The And of all Buts

Ever had a conversation or interaction that left you feeling drained and sapped of mental, emotional, and physical energy? Until we get to process these exchanges with someone we trust, sometimes we just cannot pinpoint the actual reason or reasons for our subsequent lethargy. To what we may not consciously recognise, our bodies react and our minds feel.

The people around us each play roles in our lives. They are our spectators, our cheerleaders and our booers. Themes emerge were we to reflect on past interactions. Where these themes present is not so much through the content of what was said, but rather how the content had been conveyed. Imagine yourself bursting with excitement to share an experience and being met with a pinprick.

You: I repainted the walls over the long weekend.

Pin owner: It looks pretty splotchy by that corner.

Detractors are practiced masters skilled in slipping in implicit, subtle contradictions to what we share. Even though these words may not be overtly negative, they nonetheless deflate us, in addition to invalidating our past as well as current opinions and experiences.

You: I love this restaurant’s pasta.

Pin owner: Yeah, it is so easy to prepare, I can make this at home.
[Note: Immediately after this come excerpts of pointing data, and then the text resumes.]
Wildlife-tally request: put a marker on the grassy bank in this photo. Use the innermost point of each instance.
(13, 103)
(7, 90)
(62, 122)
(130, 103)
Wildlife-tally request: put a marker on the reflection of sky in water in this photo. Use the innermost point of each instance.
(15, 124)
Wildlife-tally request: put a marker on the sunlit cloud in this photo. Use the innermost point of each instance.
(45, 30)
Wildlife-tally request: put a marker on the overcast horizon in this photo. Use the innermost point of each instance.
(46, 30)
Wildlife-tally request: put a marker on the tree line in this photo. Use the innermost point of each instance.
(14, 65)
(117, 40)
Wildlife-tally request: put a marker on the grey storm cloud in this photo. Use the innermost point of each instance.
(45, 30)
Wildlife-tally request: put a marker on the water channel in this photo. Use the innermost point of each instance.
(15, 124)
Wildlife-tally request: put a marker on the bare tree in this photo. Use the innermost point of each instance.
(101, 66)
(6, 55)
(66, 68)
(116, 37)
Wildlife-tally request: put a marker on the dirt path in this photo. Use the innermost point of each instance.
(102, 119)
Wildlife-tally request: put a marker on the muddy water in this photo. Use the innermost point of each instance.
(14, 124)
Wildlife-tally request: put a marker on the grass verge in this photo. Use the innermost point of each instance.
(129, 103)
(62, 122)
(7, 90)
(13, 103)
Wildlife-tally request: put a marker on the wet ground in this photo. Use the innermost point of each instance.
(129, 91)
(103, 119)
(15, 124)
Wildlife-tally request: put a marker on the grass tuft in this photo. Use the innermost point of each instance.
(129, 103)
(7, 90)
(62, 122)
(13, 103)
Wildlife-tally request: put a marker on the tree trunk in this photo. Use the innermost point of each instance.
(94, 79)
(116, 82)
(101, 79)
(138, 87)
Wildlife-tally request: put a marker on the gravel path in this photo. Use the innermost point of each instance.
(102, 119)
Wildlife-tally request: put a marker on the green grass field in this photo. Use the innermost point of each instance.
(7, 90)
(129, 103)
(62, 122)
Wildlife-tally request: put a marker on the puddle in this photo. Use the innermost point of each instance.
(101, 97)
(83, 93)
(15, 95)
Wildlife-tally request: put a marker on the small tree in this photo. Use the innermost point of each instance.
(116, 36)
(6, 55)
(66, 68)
The concept of our ‘self’ is one of the most fundamental in psychology, and in so, indicative of how essential a role our self-concept plays in our lives. And what happens in an exchange between several people is a chain of actions and reactions that occur to protect our ‘self’ against that of another, leading to a round of unobtrusive belittling of subjective experiences and stinging pinpricks.

We have all been there before; it doesn’t feel good to be in a conversation with a ‘but’ friend who constantly negates our subjective reality, ergo us. It only takes a mere switch of word to turn things around on their head. This simply calls for compassion and kindness to transform a ‘but’ butt into an ‘and’ sentiment.

You: I repainted the walls over the long weekend.

Friend: That sounds like quite the project. How much time did you take?

You: I love this restaurant’s pasta.

Friend: We can come here again the next time we catch up.


It often feels like a great load off our shoulders when we hear responses aligned with how we view our ‘self’ and when we feel like we are being heard with respect. Instead of lying in wait to pounce, negate and deflate, how about trying to add onto someone’s experience and being in the next conversation you have?